Together, these studies fall short of the gold standard of Level 1 evidence but the program fits into the Level 2 strata based on its theoretical soundness and treatment-outcome data.

Level 3

Level 3 programs and practices make theoretical sense. These programs could be said to be based on evidence because there is often empirical data showing the effectiveness of the type of teaching contained in the program. However, there have been no scientific studies documenting the effectiveness of the program or practice itself. These programs might be used in the absence of an alternative that has stronger evidence. However, they should be used with caution. An example may be the ELF reading program. Arguably, ELF has a reasonably sound theoretical basis; however, there is no evidence beyond observations that the program works. Teachers and clinicians who want to be evidence-based practitioners would be cautious about selecting the program when there are other programs with stronger evidence bases.

Level 4

Level 4 programs are Not Recommended. They provide little or no empirical evidence for efficacy. They often rely on testimonials and observational ‘data’ to support their claims. Examples include fish oil as a treatment for ADHD and behavioural optometry as a treatment for reading difficulties.

Level 5

Level 5 programs and practices represent those for which there is evidence that the program is unsafe or results in negative outcomes. These programs and practices should be avoided at all costs.

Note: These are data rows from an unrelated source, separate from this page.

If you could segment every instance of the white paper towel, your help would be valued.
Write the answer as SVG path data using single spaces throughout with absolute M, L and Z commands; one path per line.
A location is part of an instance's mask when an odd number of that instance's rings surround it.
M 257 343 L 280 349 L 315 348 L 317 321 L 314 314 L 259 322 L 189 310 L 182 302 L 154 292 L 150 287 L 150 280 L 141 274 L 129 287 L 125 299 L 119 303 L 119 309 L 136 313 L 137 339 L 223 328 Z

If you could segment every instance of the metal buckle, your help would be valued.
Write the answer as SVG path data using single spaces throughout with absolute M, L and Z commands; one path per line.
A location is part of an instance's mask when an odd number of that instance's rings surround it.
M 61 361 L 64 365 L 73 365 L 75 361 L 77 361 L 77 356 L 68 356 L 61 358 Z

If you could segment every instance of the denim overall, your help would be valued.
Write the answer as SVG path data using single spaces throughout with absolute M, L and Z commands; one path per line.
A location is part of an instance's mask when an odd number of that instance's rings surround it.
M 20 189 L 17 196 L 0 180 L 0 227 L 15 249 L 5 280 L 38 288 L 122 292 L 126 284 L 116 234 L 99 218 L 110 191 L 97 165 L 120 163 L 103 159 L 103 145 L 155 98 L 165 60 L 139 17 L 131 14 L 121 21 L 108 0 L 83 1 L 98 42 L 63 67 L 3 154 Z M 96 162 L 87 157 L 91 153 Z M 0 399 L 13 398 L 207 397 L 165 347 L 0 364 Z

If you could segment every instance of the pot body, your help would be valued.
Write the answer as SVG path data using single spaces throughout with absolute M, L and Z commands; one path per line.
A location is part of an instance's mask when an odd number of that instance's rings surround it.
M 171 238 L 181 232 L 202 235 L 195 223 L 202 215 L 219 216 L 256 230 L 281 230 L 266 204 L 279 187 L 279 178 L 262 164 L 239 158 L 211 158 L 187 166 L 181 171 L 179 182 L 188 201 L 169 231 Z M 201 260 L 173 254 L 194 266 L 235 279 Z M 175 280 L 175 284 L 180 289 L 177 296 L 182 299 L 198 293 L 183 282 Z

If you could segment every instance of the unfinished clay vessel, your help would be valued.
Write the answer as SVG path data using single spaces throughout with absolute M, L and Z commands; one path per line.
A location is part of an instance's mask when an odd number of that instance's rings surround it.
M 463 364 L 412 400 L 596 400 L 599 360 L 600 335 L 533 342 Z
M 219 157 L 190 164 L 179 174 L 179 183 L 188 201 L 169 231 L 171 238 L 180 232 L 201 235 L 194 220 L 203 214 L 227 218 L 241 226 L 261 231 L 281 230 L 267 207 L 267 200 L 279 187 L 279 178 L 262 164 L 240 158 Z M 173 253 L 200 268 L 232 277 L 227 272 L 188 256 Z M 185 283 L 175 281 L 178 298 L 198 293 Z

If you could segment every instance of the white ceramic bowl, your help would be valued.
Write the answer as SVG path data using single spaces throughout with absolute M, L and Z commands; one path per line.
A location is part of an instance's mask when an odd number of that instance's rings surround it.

Teachers can do a lot of good by becoming evidence-based teachers. At present, most of teachers’ professional reading involves practically-oriented periodicals or books rather than research-based and peer-reviewed journals (Rudland & Kemp, 2004). It has also been reported that regular and special education teachers value the opinion of colleagues, workshops and in-service activities (which may present opinions with no evidence-base) as more trustworthy than professional journals (Landrum, Cook, Tankersley, & Fitzgerald, 2002). Further, Boardman, Arguelles, Vaughn, Hughes, and Klinger (2005) reported that when making decisions about classroom implementation of practices, special education teachers did not consider it important that they be research-based. I suspect that this is understandable as practical strategies may seem to be more applicable for teachers. However, it would be nice if these things began to change as they have in medicine. Teachers could become more critical about the claims made by proponents of educational practices and more critical of their own teaching methods. They could begin by asking themselves what the evidence is to support the use of programs and practices. They could actively seek out that evidence from peer-reviewed sources rather than relying on books, the Internet or the opinions of colleagues presenting PD. They could ask themselves: “Would I be happy if my GP used a Level 3, 4 or 5 treatment on me just because s/he believed that it worked?“. If not, they could ask another question: “Should I therefore be cautious in selecting educational programs that have limited evidence?“.

Final note

The last thing I intended was for this blog to be interpreted as teacher-bashing. I could write a similar blog about some of my psychologist, occupational therapist, or paediatrician colleagues. Nor am I immune to human foibles and biases. However, the fact is that we should all strive to do better for students who have learning difficulties and indeed all children. To do that we need to recognise the dangers of our belief system and of relying on the opinions of peers. We all need to strive to base decisions on science, not on philosophy or pseudoscience. We would also do better to recognise the limits of our knowledge. To paraphrase Donald Rumsfeld, the best teachers (and other clinicians) know what they don’t know.